From Eric Friedman <>
Subject specifying worker nodes when using the repl?
Date Mon, 19 May 2014 15:08:52 GMT

I am working with a Cloudera 5 cluster with 192 nodes and can’t work out how to get the
spark repo to use more than 2 nodes in an interactive session.

So, this works, but is non-interactive (using yarn-client as MASTER)

/opt/cloudera/parcels/CDH-5.0.0-1.cdh5.0.0.p0.47/lib/spark/bin/spark-class \
  org.apache.spark.deploy.yarn.Client \
  --jar /opt/cloudera/parcels/CDH-5.0.0-1.cdh5.0.0.p0.47/lib/spark/examples/lib/spark-examples_2.10-0.9.0-cdh5.0.0.jar
  --class org.apache.spark.examples.SparkPi \
  --args yarn-standalone \
  --args 10 \
  --num-workers 100

There does not appear to be an (obvious?) way to get more than 2 nodes involved from the repl.

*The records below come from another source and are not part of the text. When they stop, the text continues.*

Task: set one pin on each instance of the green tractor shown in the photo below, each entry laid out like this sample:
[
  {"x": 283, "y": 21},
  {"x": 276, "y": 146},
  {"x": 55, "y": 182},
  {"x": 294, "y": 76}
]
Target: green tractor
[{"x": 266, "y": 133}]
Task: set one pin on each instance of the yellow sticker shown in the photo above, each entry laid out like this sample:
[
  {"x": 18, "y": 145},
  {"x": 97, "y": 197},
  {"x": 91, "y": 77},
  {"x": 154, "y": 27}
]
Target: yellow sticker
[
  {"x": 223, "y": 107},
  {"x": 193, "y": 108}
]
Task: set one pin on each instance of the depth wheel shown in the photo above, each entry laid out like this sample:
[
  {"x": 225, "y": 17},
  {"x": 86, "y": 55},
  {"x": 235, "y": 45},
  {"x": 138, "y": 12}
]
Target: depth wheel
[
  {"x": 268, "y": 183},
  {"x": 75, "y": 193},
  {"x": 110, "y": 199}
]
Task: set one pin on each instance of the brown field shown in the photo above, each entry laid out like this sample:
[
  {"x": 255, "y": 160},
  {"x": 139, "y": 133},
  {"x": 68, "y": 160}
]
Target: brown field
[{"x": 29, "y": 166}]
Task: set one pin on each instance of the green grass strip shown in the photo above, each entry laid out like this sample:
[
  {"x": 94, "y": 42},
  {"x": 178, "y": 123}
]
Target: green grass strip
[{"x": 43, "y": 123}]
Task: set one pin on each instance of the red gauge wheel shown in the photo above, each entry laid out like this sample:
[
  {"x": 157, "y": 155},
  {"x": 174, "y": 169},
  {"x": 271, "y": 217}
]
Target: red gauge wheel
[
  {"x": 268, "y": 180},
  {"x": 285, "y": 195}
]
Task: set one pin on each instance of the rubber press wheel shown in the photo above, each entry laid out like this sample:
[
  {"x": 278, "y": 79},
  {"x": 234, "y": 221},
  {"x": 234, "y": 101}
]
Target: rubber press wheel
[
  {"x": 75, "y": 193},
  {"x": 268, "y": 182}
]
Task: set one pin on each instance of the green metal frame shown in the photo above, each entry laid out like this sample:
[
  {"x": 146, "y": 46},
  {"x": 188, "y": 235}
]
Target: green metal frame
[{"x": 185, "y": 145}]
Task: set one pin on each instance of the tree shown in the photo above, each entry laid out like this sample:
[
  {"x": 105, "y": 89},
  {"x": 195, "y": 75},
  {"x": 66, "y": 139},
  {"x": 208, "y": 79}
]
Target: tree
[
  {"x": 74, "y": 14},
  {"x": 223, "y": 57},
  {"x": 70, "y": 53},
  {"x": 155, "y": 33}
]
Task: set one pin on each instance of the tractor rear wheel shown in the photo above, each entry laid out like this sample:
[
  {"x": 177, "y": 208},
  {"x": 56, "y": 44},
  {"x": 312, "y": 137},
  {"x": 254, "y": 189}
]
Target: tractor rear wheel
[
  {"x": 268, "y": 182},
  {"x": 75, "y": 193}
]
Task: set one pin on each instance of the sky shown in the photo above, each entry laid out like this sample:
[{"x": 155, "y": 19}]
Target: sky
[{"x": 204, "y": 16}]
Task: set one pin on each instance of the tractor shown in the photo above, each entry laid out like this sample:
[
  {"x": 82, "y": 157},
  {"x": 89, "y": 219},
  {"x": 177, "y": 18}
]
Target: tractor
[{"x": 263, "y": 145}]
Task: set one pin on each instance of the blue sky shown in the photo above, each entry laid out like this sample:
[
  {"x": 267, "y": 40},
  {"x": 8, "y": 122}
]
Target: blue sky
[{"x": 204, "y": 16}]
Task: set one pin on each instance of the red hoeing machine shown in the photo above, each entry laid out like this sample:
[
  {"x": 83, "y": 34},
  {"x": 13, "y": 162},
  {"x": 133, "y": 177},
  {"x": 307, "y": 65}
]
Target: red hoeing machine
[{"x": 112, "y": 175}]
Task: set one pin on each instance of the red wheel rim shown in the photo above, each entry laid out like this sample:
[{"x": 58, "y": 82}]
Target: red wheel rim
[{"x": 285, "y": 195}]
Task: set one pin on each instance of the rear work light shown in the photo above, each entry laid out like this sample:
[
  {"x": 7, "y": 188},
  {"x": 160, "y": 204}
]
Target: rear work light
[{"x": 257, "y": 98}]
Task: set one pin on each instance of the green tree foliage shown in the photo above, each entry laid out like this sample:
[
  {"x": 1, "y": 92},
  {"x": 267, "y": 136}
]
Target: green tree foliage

I am running the REPL like this:


. /etc/spark/conf.cloudera.spark/

export SPARK_JAR=hdfs://nameservice1/user/spark/share/lib/spark-assembly.jar


export MASTER=yarn-client

exec $SPARK_HOME/bin/spark-shell

Now if I comment out the line with `export SPARK_JAR=…’ and run this again, I get an error
like this:

14/05/19 08:03:41 ERROR Client: Error: You must set SPARK_JAR environment variable!
Usage: org.apache.spark.deploy.yarn.Client [options] 
  --jar JAR_PATH             Path to your application's JAR file (required in yarn-cluster
  --class CLASS_NAME         Name of your application's main class (required)
  --args ARGS                Arguments to be passed to your application's main class.
                             Mutliple invocations are possible, each will be passed in order.
  --num-workers NUM          Number of workers to start (Default: 2)

But none of those options are exposed at the `spark-shell’ level.

Thanks in advance for your guidance.